Here’s a few links to some longer pieces that might be of interest on a lazy Sunday:
1. How Democrats Can Win on the Economy — this is the full release of the Democracy Corps poll/research effort that I referenced earlier this week. At the link, you can find the fill report as well as the crosstabs, but here are a couple of key points:
- Current Democratic narratives fail to meet voters where they are and how they perceive and experience a very tough new economy. Since 2009, two-thirds have viewed the economy negatively, with a surge of people reporting reduced wages and benefits.
- The Republicans have lost major ground with voters on their signature issue, addressing the budget deficit and spending (44 percent, down from 51 percent a month ago), though voters are holding back from Democrats and President Obama on the economy.
- To get heard anew, Democrats must do the counter-intuitive – forget the past, the financial crisis and recovery. For people, the economy is a set of powerful on-going realities: a middle class smashed and struggling, American jobs being lost, the country and people in debt and the nexus of big money and power that leaves people excluded.
2. Melissa Harris-Perry writes about Three Things I Love About the Herman Cain Campaign. This is good stuff and most of her commenters here do not get the point. Harris-Perry reminds everyone that there are reasons why the black community is not as monolithic as white politicians and pundits try to maintain. But the black community still is working on voting their best interests (and not always getting what they want), rather than succumb to the interests of those they’d like to be.
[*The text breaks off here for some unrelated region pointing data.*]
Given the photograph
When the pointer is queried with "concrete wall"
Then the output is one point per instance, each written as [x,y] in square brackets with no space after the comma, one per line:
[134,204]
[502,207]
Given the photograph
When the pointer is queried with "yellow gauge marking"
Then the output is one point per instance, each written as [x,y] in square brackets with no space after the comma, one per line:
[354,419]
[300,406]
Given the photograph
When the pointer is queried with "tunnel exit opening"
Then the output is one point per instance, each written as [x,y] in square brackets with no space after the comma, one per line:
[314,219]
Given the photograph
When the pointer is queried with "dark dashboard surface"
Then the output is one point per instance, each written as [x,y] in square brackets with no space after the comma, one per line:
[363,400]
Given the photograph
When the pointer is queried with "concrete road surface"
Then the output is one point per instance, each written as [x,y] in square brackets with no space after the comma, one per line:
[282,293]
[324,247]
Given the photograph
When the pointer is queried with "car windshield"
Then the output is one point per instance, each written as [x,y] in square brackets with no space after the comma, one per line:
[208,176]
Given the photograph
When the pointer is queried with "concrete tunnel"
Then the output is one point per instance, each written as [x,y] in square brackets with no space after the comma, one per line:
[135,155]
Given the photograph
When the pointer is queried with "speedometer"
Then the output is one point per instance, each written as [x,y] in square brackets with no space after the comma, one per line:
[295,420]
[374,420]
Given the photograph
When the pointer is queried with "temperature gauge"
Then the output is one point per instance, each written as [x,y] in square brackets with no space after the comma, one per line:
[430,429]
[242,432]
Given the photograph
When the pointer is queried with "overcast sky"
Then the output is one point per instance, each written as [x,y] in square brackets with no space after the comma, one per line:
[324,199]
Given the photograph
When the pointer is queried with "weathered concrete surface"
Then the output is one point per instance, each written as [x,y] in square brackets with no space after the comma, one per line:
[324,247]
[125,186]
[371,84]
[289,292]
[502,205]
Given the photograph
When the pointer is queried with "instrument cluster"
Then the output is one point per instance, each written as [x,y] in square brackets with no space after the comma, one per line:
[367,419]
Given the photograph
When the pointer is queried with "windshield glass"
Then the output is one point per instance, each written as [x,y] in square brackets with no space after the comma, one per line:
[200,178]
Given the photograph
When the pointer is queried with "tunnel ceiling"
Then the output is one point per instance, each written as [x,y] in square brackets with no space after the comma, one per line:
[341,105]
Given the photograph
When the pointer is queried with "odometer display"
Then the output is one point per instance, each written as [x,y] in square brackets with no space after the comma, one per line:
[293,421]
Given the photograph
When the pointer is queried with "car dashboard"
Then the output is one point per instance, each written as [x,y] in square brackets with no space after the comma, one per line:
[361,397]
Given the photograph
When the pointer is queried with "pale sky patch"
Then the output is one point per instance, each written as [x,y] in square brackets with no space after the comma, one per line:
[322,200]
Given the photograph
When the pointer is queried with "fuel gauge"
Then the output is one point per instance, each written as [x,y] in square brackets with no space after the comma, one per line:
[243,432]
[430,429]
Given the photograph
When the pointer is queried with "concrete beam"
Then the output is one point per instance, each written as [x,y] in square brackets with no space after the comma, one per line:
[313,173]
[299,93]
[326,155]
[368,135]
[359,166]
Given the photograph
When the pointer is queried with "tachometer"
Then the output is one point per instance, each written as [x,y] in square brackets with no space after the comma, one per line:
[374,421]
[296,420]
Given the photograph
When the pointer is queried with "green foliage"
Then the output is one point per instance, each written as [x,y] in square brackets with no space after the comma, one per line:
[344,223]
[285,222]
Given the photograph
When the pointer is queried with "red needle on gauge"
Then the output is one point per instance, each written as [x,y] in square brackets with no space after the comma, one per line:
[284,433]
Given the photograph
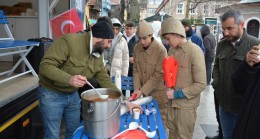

3. Kevin Drum notes that the people who make the argument that the stimulus didn’t work, aren’t even paying attention to the data they provide. (Clusterstock provides additional data on the effect of the stimulus on the GDP and what its withdrawal might mean.) This represents the genuine Achilles heel of the Obama Administration — policies that ricked a great deal to get the financial system in some order, and little policy meant to deal with making regular Americans whole from the economy that the GOP ran into a ditch.